L’Italia è un paese nel quale ci sono tante contraddizioni: un paese pieno di idee, pieno di persone di talento, ricchissimo di iniziative, che però continuamente affannano, perché ci sono delle realtà istituzionali vergognose, per cui chi lavora non sa neanche se avrà un aiuto dallo Stato, dalla Regione o dal Comune di riferimento. Lo saprà solo dopo aver finito il proprio lavoro. Questa incertezza ormai cronica, rende naturalmente la vita difficile per tutti, per chi suona, ma anche per chi organizza eventi, concerti.
Per questo motivo sono orgoglioso, da campano, di apprendere che Pomigliano Jazz sia considerato, pur tra tante difficoltà, una delle principali realtà jazzistiche del nostro paese.
Che progetti ha per il futuro?
Con Javier ci auguriamo di poter portare in giro il progetto “Musique sans frontiere” non solo in Italia, ma anche nel resto del mondo, soprattutto dopo l’uscita del disco.

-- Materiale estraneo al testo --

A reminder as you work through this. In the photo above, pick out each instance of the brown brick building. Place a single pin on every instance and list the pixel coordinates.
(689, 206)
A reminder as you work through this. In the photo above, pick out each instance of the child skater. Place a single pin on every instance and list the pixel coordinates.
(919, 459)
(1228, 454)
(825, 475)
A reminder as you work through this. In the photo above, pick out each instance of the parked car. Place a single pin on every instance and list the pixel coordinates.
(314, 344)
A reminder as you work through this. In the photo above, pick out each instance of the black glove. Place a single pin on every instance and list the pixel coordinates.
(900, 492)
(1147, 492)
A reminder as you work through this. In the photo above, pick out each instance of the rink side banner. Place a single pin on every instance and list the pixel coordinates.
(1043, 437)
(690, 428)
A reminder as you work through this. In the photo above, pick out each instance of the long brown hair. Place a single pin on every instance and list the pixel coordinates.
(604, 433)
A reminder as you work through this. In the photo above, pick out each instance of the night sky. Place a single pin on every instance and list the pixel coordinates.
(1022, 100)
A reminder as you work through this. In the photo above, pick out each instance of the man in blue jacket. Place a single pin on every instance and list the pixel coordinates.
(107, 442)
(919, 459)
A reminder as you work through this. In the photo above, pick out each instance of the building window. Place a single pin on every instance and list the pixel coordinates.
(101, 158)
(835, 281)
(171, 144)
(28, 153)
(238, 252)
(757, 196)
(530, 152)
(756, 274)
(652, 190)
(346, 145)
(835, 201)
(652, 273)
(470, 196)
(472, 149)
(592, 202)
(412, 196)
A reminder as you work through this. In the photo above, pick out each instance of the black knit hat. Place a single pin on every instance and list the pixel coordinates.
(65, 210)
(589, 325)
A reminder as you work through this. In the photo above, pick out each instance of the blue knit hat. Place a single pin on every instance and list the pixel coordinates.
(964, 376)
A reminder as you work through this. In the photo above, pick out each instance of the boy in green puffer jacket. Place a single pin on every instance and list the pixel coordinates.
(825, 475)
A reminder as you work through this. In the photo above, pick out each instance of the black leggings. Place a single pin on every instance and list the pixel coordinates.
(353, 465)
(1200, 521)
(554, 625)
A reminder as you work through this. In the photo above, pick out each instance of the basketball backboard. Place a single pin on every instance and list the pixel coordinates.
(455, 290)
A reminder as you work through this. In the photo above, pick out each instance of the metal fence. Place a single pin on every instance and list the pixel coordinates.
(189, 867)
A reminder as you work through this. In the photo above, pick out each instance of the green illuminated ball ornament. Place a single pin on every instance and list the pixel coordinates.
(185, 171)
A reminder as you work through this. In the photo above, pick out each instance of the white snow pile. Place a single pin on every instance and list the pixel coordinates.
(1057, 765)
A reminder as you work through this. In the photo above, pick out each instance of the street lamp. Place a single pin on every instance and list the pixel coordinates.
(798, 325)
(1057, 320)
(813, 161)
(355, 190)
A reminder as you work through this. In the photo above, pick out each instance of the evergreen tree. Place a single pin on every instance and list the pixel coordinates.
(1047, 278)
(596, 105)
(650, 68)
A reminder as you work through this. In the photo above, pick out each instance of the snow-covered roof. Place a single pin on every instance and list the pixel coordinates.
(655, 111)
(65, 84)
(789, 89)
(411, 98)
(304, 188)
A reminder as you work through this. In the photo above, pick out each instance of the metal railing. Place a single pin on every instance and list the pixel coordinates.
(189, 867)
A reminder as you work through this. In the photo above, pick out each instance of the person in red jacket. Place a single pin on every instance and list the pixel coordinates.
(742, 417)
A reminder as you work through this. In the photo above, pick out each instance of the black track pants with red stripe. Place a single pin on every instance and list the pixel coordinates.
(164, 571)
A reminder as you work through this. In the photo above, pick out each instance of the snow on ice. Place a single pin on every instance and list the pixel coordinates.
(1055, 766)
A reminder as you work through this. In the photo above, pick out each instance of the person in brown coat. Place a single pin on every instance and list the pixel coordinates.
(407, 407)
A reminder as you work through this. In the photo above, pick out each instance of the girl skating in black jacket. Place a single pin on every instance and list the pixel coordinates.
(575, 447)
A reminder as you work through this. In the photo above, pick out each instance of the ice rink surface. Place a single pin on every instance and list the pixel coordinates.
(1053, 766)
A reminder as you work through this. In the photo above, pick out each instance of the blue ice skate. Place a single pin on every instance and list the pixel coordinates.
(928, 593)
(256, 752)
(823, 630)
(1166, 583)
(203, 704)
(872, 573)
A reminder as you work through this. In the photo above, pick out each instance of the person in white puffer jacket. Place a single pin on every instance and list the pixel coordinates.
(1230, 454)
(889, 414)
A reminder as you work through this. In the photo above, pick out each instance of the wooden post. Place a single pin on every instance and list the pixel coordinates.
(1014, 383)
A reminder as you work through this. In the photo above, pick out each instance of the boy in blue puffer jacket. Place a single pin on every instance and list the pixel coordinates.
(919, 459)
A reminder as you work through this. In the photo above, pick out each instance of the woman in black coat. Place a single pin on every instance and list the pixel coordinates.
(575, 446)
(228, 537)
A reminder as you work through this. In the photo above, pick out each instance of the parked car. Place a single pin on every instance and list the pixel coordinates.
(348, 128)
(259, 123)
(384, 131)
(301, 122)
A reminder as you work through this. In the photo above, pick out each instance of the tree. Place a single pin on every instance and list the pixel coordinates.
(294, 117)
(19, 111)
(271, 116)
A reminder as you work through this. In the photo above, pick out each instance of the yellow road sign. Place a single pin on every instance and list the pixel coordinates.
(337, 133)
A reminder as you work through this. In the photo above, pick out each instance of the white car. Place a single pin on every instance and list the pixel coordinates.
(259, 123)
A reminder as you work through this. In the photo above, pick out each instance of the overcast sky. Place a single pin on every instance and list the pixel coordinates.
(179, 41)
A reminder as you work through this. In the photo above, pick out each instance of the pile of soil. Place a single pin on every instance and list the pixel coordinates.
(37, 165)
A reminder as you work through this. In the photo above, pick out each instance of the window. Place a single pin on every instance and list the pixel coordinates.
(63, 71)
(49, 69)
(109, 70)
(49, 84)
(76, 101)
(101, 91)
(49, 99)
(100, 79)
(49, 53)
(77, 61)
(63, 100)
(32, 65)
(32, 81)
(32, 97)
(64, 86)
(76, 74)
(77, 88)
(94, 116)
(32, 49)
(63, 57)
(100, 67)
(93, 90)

Un altro progetto è quello in cui io dirigo l’orchestra dal pianoforte, con un repertorio mai eseguito in questo modo. Nello specifico, si tratta del “Concerto n.2 per piano e orchestra” di Brahms. Cosa che ho già sperimentato con l’Orchestra della Toscana e che realizzerò con altre orchestre.
Ho poi in programma un evento che coinvolge Moni Ovadia e l’attrice Anna Bonaiuto: una serata di melologhi, composizioni di Strauss e di Liszt, con testi recitati e commentati musicalmente al pianoforte. Una cosa molto particolare che si esegue spesso, ma mai a due voci. Per la prima volta, su mia proposta, questi testi saranno recitati non solo da una voce, ma in maniera più teatrale da due voci: una maschile e una femminile. Anche qui siamo di fronte ad un progetto di frontiera.